In 2023, remittances to Ho Chi Minh City reached about US$8.92 billion while just more than $3 billion was total foreign direct investment (FDI) in the southern metropolis. This has shown that financial resources from people are very abundant.
To divert remittance flows into production and business, generating high-added value to the economy, the city authorities necessarily create trust amongst foreign and domestic investors.
This year, the leaders of Ho Chi Minh City People's Committee continued to organize meetings with foreign investors to supply information and help remove bottlenecks that the foreign business community is taking heed of.
Consul General of Singapore to Ho Chi Minh City Roy Kho said that the city should inform the consulate of what specific industries and projects the city wants to attract investment, the consulate will take note and tell Singapore businesses that always think of Ho Chi Minh City first when looking for investment opportunities in Vietnam.
Representatives of investors also said it was very difficult for them to find information about planning, land use plans, and infrastructure development plans because many industrial parks and export processing zones only have 10-15 years left before their land use right expires, because of unclear information, businesses are reluctant to decide their investment.
At the round-table conference with Japanese businesses that took place a few days earlier, the Japanese Consul General expressed his special interest in the specific policies in the National Assembly-approved Resolution 98 which aims to help Ho Chi Minh City attract investment. Moreover, he hoped to receive more detailed and complete information from Ho Chi Minh City so that Japanese entrepreneurs could understand the city’s situation.

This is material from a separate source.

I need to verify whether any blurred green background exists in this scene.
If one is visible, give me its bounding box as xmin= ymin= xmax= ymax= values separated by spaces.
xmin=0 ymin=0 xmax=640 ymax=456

Singapore and Japan are the two countries with the first and third highest total investment capital in Ho Chi Minh City. Singapore is the highest with 25 percent and Japan ranks third with 10 percent of the total capital.
Implementing the Law on Access to Information which is effective from July 1, 2018, agencies have published a lot of information including strategies, programs, projects, schemes, plans, and national and local socio-economic development planning according to regulations.
But businesses have all voiced their complaints that agencies have not well carried out policies and published information openly -an important resource. Agencies should ensure access to information because information will help businesses reduce business costs and investment risks; thereby attracting more investment and creating jobs.
In addition, domestic enterprises want to be treated fairly. According to data previously announced by the Ministry of Finance, the FDI sector has a 48 percent corporate income tax exemption compared to the total tax calculated at the common tax rate whereas non-state-owned enterprises just enjoy only 14 percent.